TF/IDF

class py_stringmatching.similarity_measure.tfidf.TfIdf(corpus_list=None, dampen=False)[source]

Computes TF/IDF measure.

This measure employs the notion of TF/IDF score commonly used in information retrieval (IR) to find documents that are relevant to keyword queries. The intuition underlying the TF/IDF measure is that two strings are similar if they share distinguishing terms. See the string matching chapter in the book “Principles of Data Integration”

Note

Currently when you create a TF/IDF similarity measure object, the dampen flag is set to False by default. In most cases, you will want to set this flag to True, so that the TF and IDF formulas use logarithmic. So when creating this object, consider setting the flag to True. This will likely be fixed in the next release.

Parameters:
  • corpus_list (list of lists) – The corpus that will be used to compute TF and IDF values. This corpus is a list of strings, where each string has been tokenized into a list of tokens (that is, a bag of tokens). The default is set to None. In this case, when we call this TF/IDF measure on two input strings (using get_raw_score or get_sim_score), the corpus is taken to be the list of those two strings.
  • dampen (boolean) – Flag to indicate whether ‘log’ should be used in TF and IDF formulas. In general this flag should be set to True.
dampen

boolean

An attribute to store the dampen flag.

get_corpus_list()[source]

Get corpus list.

Returns:corpus list (list of lists).
get_dampen()[source]

Get dampen flag.

Returns:dampen flag (boolean).
get_raw_score(bag1, bag2)[source]

Computes the raw TF/IDF score between two lists.

Parameters:bag1,bag2 (list) – Input lists.
Returns:TF/IDF score between the input lists (float).
Raises:TypeError – If the inputs are not lists or if one of the inputs is None.

Examples

>>> # here the corpus is a list of three strings that
>>> # have been tokenized into three lists of tokens
>>> tfidf = TfIdf([['a', 'b', 'a'], ['a', 'c'], ['a']])
>>> tfidf.get_raw_score(['a', 'b', 'a'], ['a', 'c'])
0.17541160386140586
>>> tfidf.get_raw_score(['a', 'b', 'a'], ['a'])
0.5547001962252291
>>> tfidf = TfIdf([['a', 'b', 'a'], ['a', 'c'], ['a'], ['b']], True)
>>> tfidf.get_raw_score(['a', 'b', 'a'], ['a', 'c'])
0.11166746710505392
>>> tfidf = TfIdf([['x', 'y'], ['w'], ['q']])
>>> tfidf.get_raw_score(['a', 'b', 'a'], ['a'])
0.0
>>> tfidf = TfIdf([['x', 'y'], ['w'], ['q']], True)
>>> tfidf.get_raw_score(['a', 'b', 'a'], ['a'])
0.0
>>> tfidf = TfIdf()
>>> tfidf.get_raw_score(['a', 'b', 'a'], ['a'])
0.7071067811865475
get_sim_score(bag1, bag2)[source]

Computes the normalized TF/IDF similarity score between two lists. Simply call get_raw_score.

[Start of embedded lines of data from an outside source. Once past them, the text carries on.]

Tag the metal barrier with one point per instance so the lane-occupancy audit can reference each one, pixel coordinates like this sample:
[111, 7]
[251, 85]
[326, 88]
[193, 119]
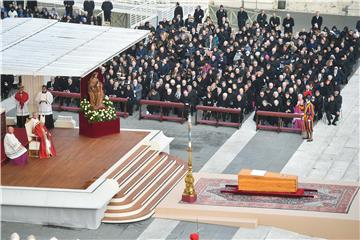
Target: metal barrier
[279, 122]
[217, 111]
[61, 107]
[160, 114]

Parameters:bag1,bag2 (list) – Input lists.
Returns:Normalized TF/IDF similarity score between the input lists (float).
Raises:TypeError – If the inputs are not lists or if one of the inputs is None.

Examples

>>> tfidf = TfIdf([['a', 'b', 'a'], ['a', 'c'], ['a']])
>>> tfidf.get_sim_score(['a', 'b', 'a'], ['a', 'c'])
0.17541160386140586
>>> tfidf.get_sim_score(['a', 'b', 'a'], ['a'])
0.5547001962252291
>>> tfidf = TfIdf([['a', 'b', 'a'], ['a', 'c'], ['a'], ['b']], True)
>>> tfidf.get_sim_score(['a', 'b', 'a'], ['a', 'c'])
0.11166746710505392
>>> tfidf = TfIdf([['x', 'y'], ['w'], ['q']])
>>> tfidf.get_sim_score(['a', 'b', 'a'], ['a'])
0.0
>>> tfidf = TfIdf([['x', 'y'], ['w'], ['q']], True)
>>> tfidf.get_sim_score(['a', 'b', 'a'], ['a'])
0.0
>>> tfidf = TfIdf()
>>> tfidf.get_sim_score(['a', 'b', 'a'], ['a'])
0.7071067811865475
set_corpus_list(corpus_list)[source]

Set corpus list.

Parameters:corpus_list (list of lists) – Corpus list.
set_dampen(dampen)[source]

Set dampen flag.

Parameters:dampen (boolean) – Flag to indicate whether ‘log’ should be applied to TF and IDF formulas.